The earliest kinds of money, such as agricultural goods and sea shells, were concrete because they represented an immediate benefit that could be consumed. These early types of money were also among the first to appear.
To put it another way, they are items for personal consumption. This was eventually replaced by coins made of metal, with the underlying materials (i.e., metal) functioning as capital commodities (i.e., used in the production of equipment).
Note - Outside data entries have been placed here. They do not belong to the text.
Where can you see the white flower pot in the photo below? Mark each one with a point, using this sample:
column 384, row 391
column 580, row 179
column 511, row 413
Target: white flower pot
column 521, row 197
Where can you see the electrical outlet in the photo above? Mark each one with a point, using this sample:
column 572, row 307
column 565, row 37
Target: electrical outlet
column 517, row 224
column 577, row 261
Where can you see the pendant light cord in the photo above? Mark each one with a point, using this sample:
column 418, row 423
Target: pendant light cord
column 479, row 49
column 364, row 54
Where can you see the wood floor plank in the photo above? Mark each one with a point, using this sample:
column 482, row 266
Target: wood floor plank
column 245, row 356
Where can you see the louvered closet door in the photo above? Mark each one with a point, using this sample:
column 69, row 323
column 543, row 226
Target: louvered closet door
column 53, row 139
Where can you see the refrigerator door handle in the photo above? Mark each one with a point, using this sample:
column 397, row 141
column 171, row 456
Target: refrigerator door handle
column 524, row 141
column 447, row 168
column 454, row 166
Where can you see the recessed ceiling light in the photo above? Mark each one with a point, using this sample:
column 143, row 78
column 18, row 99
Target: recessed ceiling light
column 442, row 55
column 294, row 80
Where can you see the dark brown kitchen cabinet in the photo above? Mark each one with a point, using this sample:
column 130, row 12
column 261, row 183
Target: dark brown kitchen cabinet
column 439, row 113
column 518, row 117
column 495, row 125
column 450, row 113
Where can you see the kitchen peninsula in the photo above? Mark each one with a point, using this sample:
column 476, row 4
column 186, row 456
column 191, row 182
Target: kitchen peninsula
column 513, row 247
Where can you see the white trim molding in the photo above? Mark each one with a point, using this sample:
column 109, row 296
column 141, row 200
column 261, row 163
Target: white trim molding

The move from commodity money to representative money was signaled by the introduction of banknotes, which solely serve as a peg to metal coins but have no value of their own in and of themselves. This ushered in the modern era of fiat currency.
Following the removal of the gold standard, banknotes were transformed into fiat money, which is not tied to any commodity and has no inherent value. Fiat money is a government-issued currency, usually the national currency of a sovereign state, intended to be accepted as a means of payment by the public.
Fiat currencies are generally distinguished from precious metals that have monetary value in their own right due to demand independent of any fiat currency or legal tender laws.
The Fiat Money System: A Summary
For fiat currencies to work, laws and regulations must force people to follow the rules. No such law in the world can punish people for not using any currency that isn’t backed by precious metals or gold. Thus, a system based on fiat currencies will work only as long as it’s enforced and supported by powerful institutions.
The monetary system known as fiat money has been steadily established over the previous few centuries and has emerged as the preeminent system worldwide over the previous few decades.
It is defined as “money without inherent worth that is utilized as money because of government edict,” according to a student economics textbook that is frequently used.
To put it another way, printed notes and minted coins (as well as deposits in banks) only have value because the government has recognized them as “legal tender” to discharge the debt. As a result of the government’s insistence that tax payments be made in legal cash, there is a persistent demand for that money.
This is backed by the government’s ability to enforce tax payments in the legal tender through its police and judicial organs. That is why the monetary system based on fiat money is referred to as “fiat” or government-backed money.
Money issued by governments was first made of metal, as precious metals can be used to produce equipment and goods, functioning as capital commodities. In this respect, paper currency is a form of representative money that does not have any value in itself but can be exchanged for metal coins with value.
Conclusion: A History of Money
Money has come a long way over the past few centuries. Though we have yet to get to where everyone uses digital currency, we have come far. What was once a bartering system has progressed into the modern banking system that everyone relies on.
The only difference is that along the way, people have created money out of thin air in exchange for goods and services. One form of money has transitioned into another over time, and now we are on the brink of another transition. It will be interesting to see how digital currency changes the way we use money in the future.